I’ve been looking at the trailer for the forthcoming film of Atonement (It arrives in British cinemas on September 7th). It looks good – but I was struck by one short shot. The hero, Bobbie, is seen walking through a field of Flanders poppies. That’s WWI imagery! But then Atonement treats the Second World War rather like Barker and others treat the first. It’s a site of horror and suffering, not a righteous operation to combat Hitler. Ever since All Quiet on the Western Front, the first war in the popular imagination is one that has lost its causes and its rationale, and has become seen just as an exercise in futility. Is the same thing happening to the second?
Barker and MacEwan are both people of my generation. We were brought up among bomb sites and war stories. The adults around us had mostly lived through two wars, and regarded war as a fact of life. I think there was a presupposition that those of the younger generation would have to face the same thing some time. Of course, we’ve been the lucky generation. Sixty-odd years of more-or-less-peace, with wars tucked away in distant corners of the world, never coming home. But it means that our generation has an immense curiosity about war. Did the older generation have access to deeper experiences than we are ever likely to?
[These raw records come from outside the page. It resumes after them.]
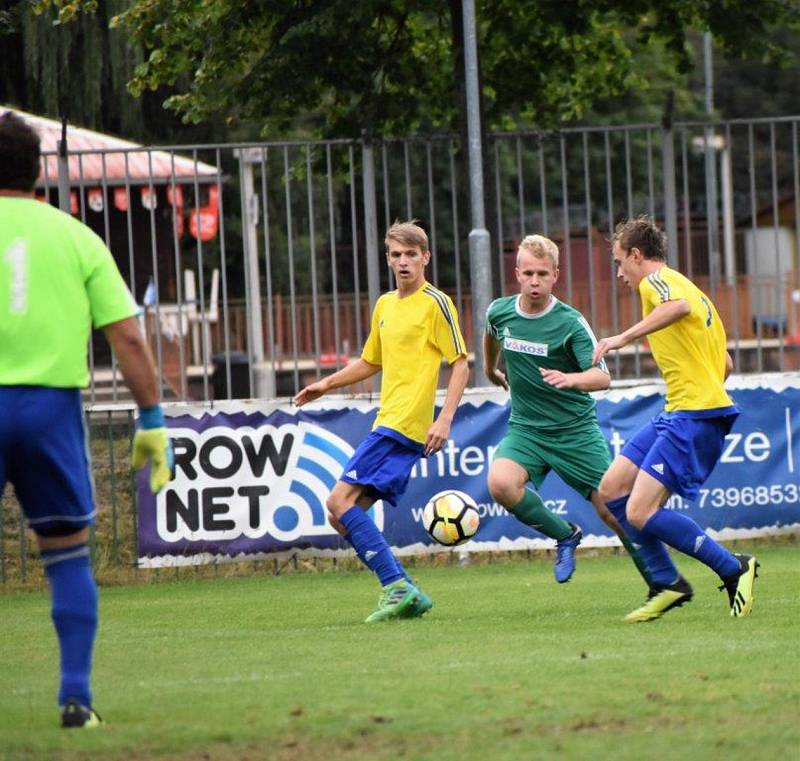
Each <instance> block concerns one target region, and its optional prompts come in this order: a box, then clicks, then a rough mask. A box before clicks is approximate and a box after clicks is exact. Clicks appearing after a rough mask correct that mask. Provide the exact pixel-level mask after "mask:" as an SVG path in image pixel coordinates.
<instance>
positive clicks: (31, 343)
mask: <svg viewBox="0 0 800 761" xmlns="http://www.w3.org/2000/svg"><path fill="white" fill-rule="evenodd" d="M136 312H137V308H136V302H135V301H134V300H133V297H132V296H131V294H130V292H129V291H128V289H127V287H126V286H125V282H124V280H123V279H122V276H121V275H120V274H119V270H118V269H117V265H116V264H115V263H114V259H113V258H112V256H111V253H110V252H109V250H108V249H107V248H106V247H105V245H104V243H103V241H102V240H101V239H100V238H99V237H98V236H97V235H95V234H94V233H93V232H92V231H91V230H90V229H89V228H88V227H86V225H84V224H82V223H81V222H79V221H78V220H76V219H73V218H72V217H70V216H69V215H68V214H64V213H63V212H61V211H59V210H58V209H55V208H54V207H52V206H50V204H47V203H42V202H40V201H36V200H34V199H32V198H22V197H14V196H2V197H0V386H50V387H55V388H81V387H83V386H86V385H87V384H88V382H89V369H88V367H87V361H86V355H87V350H88V341H89V335H90V332H91V326H92V325H94V326H95V327H96V328H102V327H104V326H106V325H109V324H111V323H112V322H118V321H119V320H123V319H125V318H126V317H132V316H133V315H135V314H136Z"/></svg>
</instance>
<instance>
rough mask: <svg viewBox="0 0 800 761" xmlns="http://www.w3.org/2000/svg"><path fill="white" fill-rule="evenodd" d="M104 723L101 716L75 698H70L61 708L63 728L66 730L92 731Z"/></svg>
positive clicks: (91, 708)
mask: <svg viewBox="0 0 800 761" xmlns="http://www.w3.org/2000/svg"><path fill="white" fill-rule="evenodd" d="M102 723H103V720H102V719H101V718H100V714H98V713H97V712H96V711H95V710H94V709H93V708H91V707H89V706H85V705H83V704H82V703H81V702H80V701H79V700H76V699H75V698H69V699H68V700H67V702H66V703H64V705H63V706H61V726H62V727H63V728H64V729H92V728H93V727H98V726H100V724H102Z"/></svg>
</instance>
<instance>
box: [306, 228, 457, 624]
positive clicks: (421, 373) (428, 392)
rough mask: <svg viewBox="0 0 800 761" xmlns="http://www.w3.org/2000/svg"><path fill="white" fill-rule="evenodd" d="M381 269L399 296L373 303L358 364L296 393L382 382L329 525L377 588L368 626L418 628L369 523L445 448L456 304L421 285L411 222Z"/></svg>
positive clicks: (395, 244)
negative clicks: (376, 584) (381, 375)
mask: <svg viewBox="0 0 800 761" xmlns="http://www.w3.org/2000/svg"><path fill="white" fill-rule="evenodd" d="M385 243H386V260H387V261H388V263H389V267H390V268H391V270H392V272H393V273H394V277H395V280H396V282H397V290H395V291H391V292H389V293H385V294H384V295H383V296H381V297H380V298H379V299H378V301H377V302H376V303H375V309H374V310H373V312H372V323H371V327H370V333H369V336H368V338H367V341H366V343H365V345H364V350H363V351H362V352H361V358H360V359H358V360H357V361H355V362H353V363H351V364H349V365H348V366H347V367H345V368H343V369H342V370H339V371H338V372H336V373H334V374H333V375H330V376H328V377H327V378H323V379H322V380H320V381H317V382H316V383H312V384H311V385H309V386H306V387H305V388H304V389H302V390H301V391H300V392H299V393H298V394H297V396H295V398H294V403H295V404H296V405H298V406H301V405H303V404H305V403H306V402H310V401H313V400H314V399H319V398H320V397H321V396H322V395H323V394H325V393H326V392H328V391H332V390H333V389H336V388H342V387H343V386H349V385H351V384H352V383H357V382H358V381H361V380H364V379H365V378H369V377H371V376H373V375H375V374H376V373H378V372H382V373H383V376H382V378H381V403H380V404H381V406H380V411H379V412H378V416H377V418H376V419H375V426H374V428H373V430H372V432H371V433H370V434H369V435H368V436H367V437H366V438H365V439H364V441H362V442H361V444H359V446H358V448H357V449H356V451H355V453H354V454H353V457H352V458H351V459H350V461H349V462H348V463H347V465H345V467H344V475H342V477H341V479H340V480H339V481H338V482H337V483H336V485H335V486H334V487H333V491H332V492H331V494H330V496H329V497H328V502H327V507H328V512H329V520H330V523H331V525H332V526H333V527H334V528H335V529H336V530H337V531H338V532H339V533H340V534H341V535H342V536H344V538H345V539H347V541H348V542H349V543H350V544H351V545H352V546H353V548H354V549H355V551H356V554H357V555H358V557H359V559H360V560H361V561H362V562H363V563H364V564H365V565H366V566H367V567H368V568H369V569H370V570H371V571H372V572H373V573H374V574H375V575H376V576H377V577H378V580H379V581H380V583H381V586H382V587H383V592H382V594H381V597H380V600H379V602H378V607H377V609H376V610H375V611H373V613H371V614H370V615H369V616H368V617H367V623H374V622H376V621H385V620H391V619H397V618H414V617H416V616H421V615H423V614H424V613H426V612H427V611H428V610H430V608H431V606H432V602H431V599H430V597H428V595H426V594H425V593H424V592H423V591H422V590H421V589H419V588H418V587H417V586H416V585H415V584H414V582H413V581H412V580H411V578H410V577H409V576H408V574H407V573H406V571H405V569H404V568H403V566H402V564H401V563H400V561H399V560H398V559H397V558H396V557H395V556H394V554H393V553H392V550H391V548H390V547H389V545H388V543H387V542H386V539H385V538H384V536H383V534H381V532H380V530H379V529H378V527H377V526H376V525H375V524H374V523H373V522H372V519H371V518H370V517H369V516H368V515H367V514H366V511H367V510H368V509H369V508H370V507H371V506H372V505H373V504H374V503H375V502H377V501H378V500H381V499H382V500H384V501H386V502H389V503H390V504H392V505H397V502H398V500H399V499H400V497H401V496H402V495H403V492H404V491H405V489H406V485H407V484H408V477H409V475H410V473H411V468H412V467H413V466H414V463H416V462H417V460H418V459H419V458H420V457H421V456H423V455H425V456H427V455H431V454H434V453H436V452H438V451H439V450H440V449H441V448H442V447H443V446H444V445H445V443H446V442H447V439H448V437H449V435H450V426H451V424H452V422H453V416H454V415H455V412H456V408H457V407H458V403H459V401H460V400H461V395H462V393H463V392H464V387H465V386H466V385H467V379H468V377H469V367H468V365H467V352H466V348H465V347H464V339H463V338H462V336H461V331H460V329H459V327H458V315H457V313H456V310H455V307H454V306H453V302H452V301H451V300H450V298H449V297H448V296H447V295H446V294H444V293H442V292H441V291H440V290H438V289H436V288H434V287H433V286H432V285H430V284H429V283H428V282H426V280H425V265H427V263H428V261H429V260H430V257H431V254H430V251H429V250H428V236H427V235H426V233H425V231H424V230H423V229H422V228H421V227H419V226H418V225H416V224H414V222H396V223H395V224H394V225H392V226H391V227H390V228H389V230H388V231H387V233H386V239H385ZM442 359H445V360H447V362H448V364H450V365H451V371H450V380H449V382H448V384H447V395H446V397H445V400H444V404H443V405H442V409H441V411H440V412H439V415H438V416H437V417H436V419H435V420H434V419H433V412H434V402H435V399H436V386H437V385H438V380H439V368H440V366H441V362H442Z"/></svg>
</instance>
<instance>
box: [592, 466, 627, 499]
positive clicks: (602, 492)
mask: <svg viewBox="0 0 800 761" xmlns="http://www.w3.org/2000/svg"><path fill="white" fill-rule="evenodd" d="M619 491H620V489H619V486H618V485H617V484H615V483H614V479H613V478H609V474H608V473H606V474H605V475H604V476H603V478H602V480H601V481H600V485H599V486H598V487H597V493H598V494H599V495H600V499H601V500H602V502H603V503H604V504H608V503H609V502H611V500H613V499H617V498H618V497H621V496H623V495H622V494H620V493H618V492H619Z"/></svg>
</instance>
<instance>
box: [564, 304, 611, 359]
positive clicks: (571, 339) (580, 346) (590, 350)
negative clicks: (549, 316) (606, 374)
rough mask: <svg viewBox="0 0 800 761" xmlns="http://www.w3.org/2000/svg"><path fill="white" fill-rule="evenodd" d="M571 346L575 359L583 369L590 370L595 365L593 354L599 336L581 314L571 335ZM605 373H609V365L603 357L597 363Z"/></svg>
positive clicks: (575, 322) (570, 336)
mask: <svg viewBox="0 0 800 761" xmlns="http://www.w3.org/2000/svg"><path fill="white" fill-rule="evenodd" d="M569 343H570V348H571V349H572V354H573V355H574V357H575V361H576V362H577V363H578V366H579V367H580V368H581V370H582V371H583V370H589V369H590V368H592V367H594V365H593V364H592V354H593V353H594V350H595V347H596V346H597V337H596V336H595V334H594V331H593V330H592V328H591V326H590V325H589V323H588V322H586V319H585V318H584V317H583V316H582V315H579V316H578V318H577V319H576V320H575V326H574V329H573V331H572V333H571V334H570V337H569ZM597 367H599V368H600V369H601V370H602V371H603V372H604V373H606V374H608V365H606V361H605V360H604V359H601V360H600V362H599V364H598V365H597Z"/></svg>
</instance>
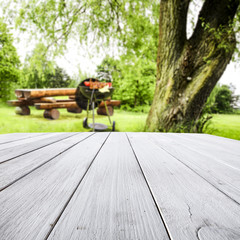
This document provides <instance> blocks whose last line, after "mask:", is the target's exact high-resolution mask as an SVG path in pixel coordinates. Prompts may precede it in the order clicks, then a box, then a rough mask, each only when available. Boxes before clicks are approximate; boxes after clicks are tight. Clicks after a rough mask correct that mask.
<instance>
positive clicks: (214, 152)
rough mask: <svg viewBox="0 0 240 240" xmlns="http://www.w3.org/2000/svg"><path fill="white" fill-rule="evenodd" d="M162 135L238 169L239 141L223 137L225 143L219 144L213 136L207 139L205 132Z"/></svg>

Did war show them terrible truths that we can only guess at. Barker’s grandfather and MacEwan’s father had seen things that their descendants could only try to piece together in their imaginations. Ted Hughes felt the same way about Gallipoli,where his father had fought, and spent years trying to write an account of the battle. He called the Great War our “Number one national ghost”, and I think the Second War haunts later generations too.
So writers create new myths about them MacEwan’s novel deals brilliantly with the power of myth and story. His account of Dunkirk is a shocking corrective to comfortable myths – but it too is likely to create a different myth, perhaps equally partial.